Lambda functions are anonymous, often one-liner, throw away functions that
allow to simplify some code. It this case we use one that takes *n* as
parameter then checks if n is true or false and returns the result of that. How
so?

Well, if the reminder of n % 3 is zero then the expression inside parenthesis
is True and, surprisingly can be treated as 1, hence we can multiply it by the
string «Fizz». Yeah, crazy stuff, multiply strings by numbers that are actually
booleans. The same goes for the second line of the lambda function. But
there’s something else, that *or* has a special behavior too; if the left hand
statement is False (an empty string or a 0 will be treated as False) then it
returns its right hand side, in this case converts the corresponding number
into a string.

## Recursive version

A few days ago I was reading a book about javascript and found an example of recursion that was very interesting. Most of the examples one can find about recursion in introductory programming books are very simple: the factorial function, the power function or the Fibonacci sequence. So I was gladly surprised to come across something different. Here’s that example slightly modified and refactored in Python:

```
def expand(number):
current, history = 1, "1"
def find(current, history):
if (current == number):
return history
elif (current > number):
return False
else:
return find(current * 2, history + " * 2") or \
find(current * 3, history + " * 3") or \
find(current * 5, history + " * 5")
return find(current, history)
```

This function takes a *number* that is divisible by either 2, 3 or 5 and writes
it is as an expansion of its factors. For example: 120 = 1 * 2 * 2 * 2 * 3 * 5.
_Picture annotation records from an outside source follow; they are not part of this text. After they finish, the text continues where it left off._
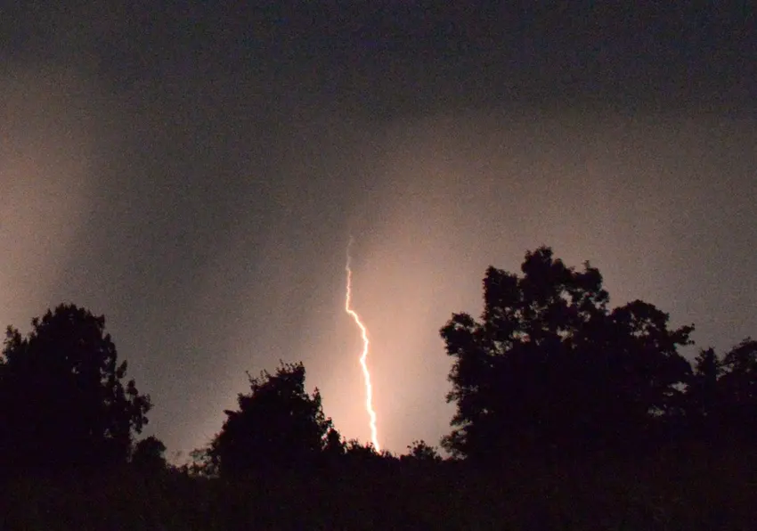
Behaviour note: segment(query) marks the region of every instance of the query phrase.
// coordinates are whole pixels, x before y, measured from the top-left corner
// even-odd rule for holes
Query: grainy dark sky
[[[280,359],[368,440],[350,233],[395,452],[448,430],[439,328],[542,243],[700,347],[757,335],[750,3],[6,4],[0,322],[104,314],[171,452]]]

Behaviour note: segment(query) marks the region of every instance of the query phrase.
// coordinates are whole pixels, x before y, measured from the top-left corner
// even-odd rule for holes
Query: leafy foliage
[[[0,356],[0,459],[6,467],[126,462],[150,396],[104,332],[105,319],[61,305],[22,337],[8,327]]]
[[[250,393],[240,394],[239,410],[228,416],[212,444],[222,476],[262,468],[297,468],[313,462],[327,449],[338,451],[321,394],[305,390],[305,366],[281,364],[274,374],[249,377]]]
[[[441,330],[455,359],[448,401],[453,454],[634,447],[652,437],[690,372],[678,354],[692,326],[636,300],[610,311],[598,270],[528,252],[523,276],[489,267],[480,321],[456,314]]]
[[[150,436],[134,445],[132,464],[144,472],[165,470],[168,467],[165,453],[166,445],[155,436]]]

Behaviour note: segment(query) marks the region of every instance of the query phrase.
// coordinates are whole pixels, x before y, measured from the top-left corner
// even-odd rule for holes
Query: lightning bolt
[[[360,315],[357,312],[352,309],[350,303],[352,302],[352,257],[350,256],[350,247],[352,247],[353,237],[350,236],[349,243],[347,243],[347,262],[345,266],[345,271],[347,274],[347,290],[345,297],[345,311],[353,318],[354,323],[360,329],[360,333],[362,336],[362,353],[360,355],[360,365],[362,367],[362,379],[365,381],[365,410],[368,412],[368,416],[370,419],[370,441],[373,443],[373,447],[380,452],[381,448],[378,445],[378,435],[376,429],[376,412],[373,411],[373,388],[370,385],[370,372],[368,370],[368,329],[360,320]]]

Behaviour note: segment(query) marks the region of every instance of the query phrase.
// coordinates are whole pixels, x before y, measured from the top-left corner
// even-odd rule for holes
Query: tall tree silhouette
[[[0,356],[0,460],[6,467],[127,460],[150,396],[131,380],[105,318],[61,305],[22,337],[8,327]]]
[[[680,402],[690,366],[677,347],[693,327],[634,301],[610,312],[599,271],[541,247],[522,276],[489,267],[480,321],[454,314],[442,328],[455,359],[447,396],[453,454],[564,452],[638,445]]]
[[[301,363],[282,364],[274,374],[249,377],[249,394],[239,395],[238,411],[224,412],[228,418],[211,444],[222,476],[306,466],[341,445],[318,389],[305,392],[305,372]]]

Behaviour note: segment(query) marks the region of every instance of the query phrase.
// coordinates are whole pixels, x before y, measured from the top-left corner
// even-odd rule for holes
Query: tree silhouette
[[[757,442],[757,340],[746,338],[723,356],[718,381],[724,435]]]
[[[6,467],[126,462],[150,396],[118,364],[105,318],[61,305],[22,337],[8,327],[0,356],[0,459]]]
[[[165,470],[168,467],[165,453],[166,445],[155,436],[150,436],[134,445],[132,464],[144,472]]]
[[[690,365],[677,352],[693,327],[633,301],[610,312],[599,271],[541,247],[522,276],[489,267],[480,321],[442,328],[455,402],[443,445],[457,456],[638,446],[680,404]]]
[[[239,410],[228,416],[211,444],[222,476],[261,469],[301,468],[314,462],[339,440],[323,414],[321,394],[305,390],[305,366],[281,364],[275,374],[249,377],[250,393],[240,394]]]
[[[686,390],[688,437],[712,444],[722,439],[722,396],[719,380],[722,362],[713,348],[702,350],[694,360],[694,371]]]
What’s especial about this approach is that implementing a function that does not use recursion will probably result in a way more complex an far less elegant piece of code.
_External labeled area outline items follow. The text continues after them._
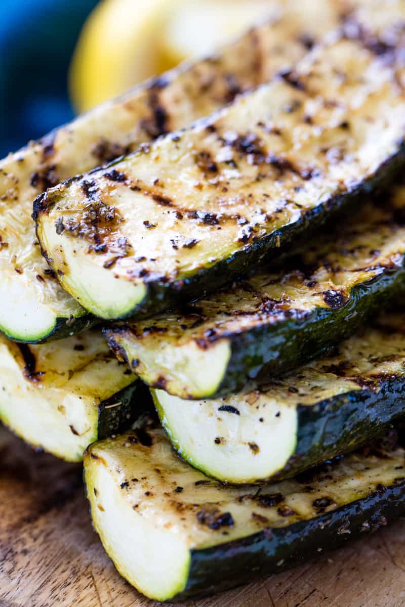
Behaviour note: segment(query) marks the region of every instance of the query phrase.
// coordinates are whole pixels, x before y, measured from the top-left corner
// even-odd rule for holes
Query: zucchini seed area
[[[405,16],[396,15],[395,24]],[[229,282],[373,189],[403,161],[403,66],[399,34],[390,63],[358,32],[37,200],[38,237],[64,288],[106,319],[154,314]],[[100,279],[89,289],[92,267]],[[129,300],[129,282],[146,292]]]
[[[33,342],[66,337],[83,328],[72,320],[84,311],[60,287],[41,254],[31,217],[36,196],[63,180],[136,149],[142,142],[182,128],[228,103],[237,93],[266,81],[304,55],[305,40],[315,40],[334,27],[341,8],[335,0],[307,0],[299,7],[277,9],[269,15],[268,22],[220,49],[215,60],[209,57],[184,64],[1,160],[0,330],[12,339]],[[62,226],[63,222],[59,229]],[[86,271],[84,262],[73,270],[83,272],[83,286],[88,283],[92,290],[95,280],[103,284],[104,273],[100,277],[95,268]],[[125,287],[120,287],[124,299]],[[115,288],[104,293],[115,296]],[[131,302],[145,296],[141,288],[128,291]],[[87,305],[85,291],[82,297]],[[124,301],[117,310],[109,298],[104,303],[112,316],[130,308]]]
[[[123,391],[136,379],[95,331],[30,346],[0,337],[0,377],[1,421],[27,443],[69,461],[81,461],[89,444],[108,435],[107,416],[117,430]],[[121,427],[128,427],[129,416],[124,421]],[[100,424],[107,434],[100,434]]]
[[[151,319],[106,330],[148,385],[182,398],[242,389],[324,354],[405,288],[405,188],[366,205],[281,270]],[[224,344],[226,344],[225,351]]]
[[[226,483],[257,483],[282,469],[295,450],[296,407],[267,394],[185,401],[152,390],[162,424],[179,455]]]
[[[120,572],[146,596],[168,600],[240,583],[251,550],[258,566],[252,563],[249,576],[279,571],[281,558],[288,562],[297,549],[291,543],[299,533],[304,554],[314,551],[313,535],[326,549],[318,521],[322,529],[332,525],[341,540],[345,529],[355,532],[351,517],[364,530],[371,521],[378,526],[378,517],[368,519],[367,500],[378,492],[381,503],[383,492],[400,486],[404,461],[402,448],[376,446],[325,464],[310,481],[252,491],[210,480],[176,456],[162,429],[144,428],[91,446],[84,479],[95,528]],[[396,498],[392,490],[383,503],[387,516]]]
[[[403,416],[405,316],[393,313],[260,389],[189,401],[152,390],[185,461],[208,476],[260,483],[344,453]]]

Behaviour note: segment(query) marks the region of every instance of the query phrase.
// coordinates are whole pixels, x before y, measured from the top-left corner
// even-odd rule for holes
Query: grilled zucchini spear
[[[391,24],[404,19],[403,6]],[[392,176],[404,160],[401,30],[392,46],[348,30],[211,117],[39,197],[37,234],[63,287],[104,319],[156,313]]]
[[[347,453],[405,415],[405,314],[260,390],[189,402],[152,390],[179,455],[223,481],[285,478]]]
[[[332,0],[294,4],[287,2],[273,21],[215,58],[137,86],[0,162],[0,330],[33,342],[67,336],[89,322],[41,255],[31,219],[35,196],[265,81],[301,57],[308,40],[332,27],[342,5]]]
[[[135,382],[95,330],[30,346],[0,336],[0,421],[64,459],[131,426]]]
[[[118,358],[149,385],[214,398],[321,356],[405,290],[405,188],[350,225],[186,308],[107,328]],[[332,243],[331,243],[332,242]]]
[[[182,462],[162,430],[92,445],[84,478],[94,526],[119,572],[158,600],[182,600],[279,572],[405,510],[405,452],[369,449],[305,478],[224,487]]]

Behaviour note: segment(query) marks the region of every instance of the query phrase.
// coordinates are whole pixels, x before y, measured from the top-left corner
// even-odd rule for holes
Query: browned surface
[[[0,431],[1,432],[1,431]],[[153,607],[92,531],[79,466],[0,434],[0,607]],[[188,607],[405,605],[405,521],[344,549]]]

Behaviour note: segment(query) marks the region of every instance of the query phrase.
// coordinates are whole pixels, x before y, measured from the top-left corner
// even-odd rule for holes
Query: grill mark
[[[46,162],[53,155],[55,152],[54,144],[57,134],[57,131],[52,131],[39,141],[39,143],[43,146],[43,162]]]
[[[17,347],[21,353],[25,362],[24,375],[27,379],[31,381],[39,381],[39,378],[44,375],[42,371],[36,371],[36,359],[35,355],[27,344],[17,344]]]

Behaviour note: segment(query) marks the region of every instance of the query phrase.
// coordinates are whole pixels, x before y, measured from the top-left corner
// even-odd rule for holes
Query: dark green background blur
[[[67,69],[97,0],[0,0],[0,157],[73,115]]]

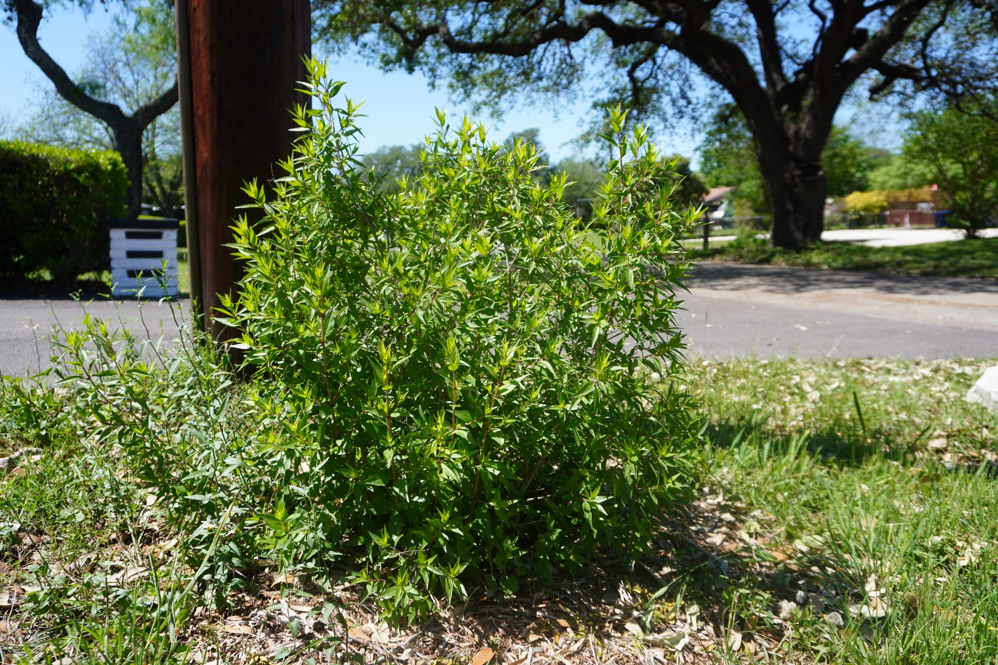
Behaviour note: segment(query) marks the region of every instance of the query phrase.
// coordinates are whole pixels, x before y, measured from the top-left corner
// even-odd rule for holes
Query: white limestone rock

So it immediately hit me: «there are 5s and 3s in there, so it shouldn’t be hard to turn the FizzBuzz into a recursive function».

This is a recursive function combining the ideas from the two snippets above and solves the FizzBuzz problem:

```
def rfizzbuzz(number):
current, history = 0, ""
def find(current, history):
if (current == number):
return history
else:
return find(current + 1, history + (
"Fizz" * ((current + 1) % 3 == 0) +
"Buzz" * ((current + 1) % 5 == 0) or
str(current + 1)) + '\n')
return find(current, history)
```

The core of this does pretty much the same as the lambda version. The improvement in this case is that the recursion makes it unnecessary to use a loop and one can simply write: print(rfizbuzz(100)) and get the expected output.

## Further resources

Another interesting and funny sources where you can see unusual approaches to the FizzBuzz problem:

- This Enterprise Quality Code implementation. It is actually a satire,
mocking how making something
*Enterprise Quality*often makes it unnecessarily complex. - There’s also a quite interesting article whose author’s goal is to «have
the most beautiful code». It is a very serious approach, you can even tell by
the title:
*FizzBuzz in Haskell by Embedding a Domain-Specific Language*.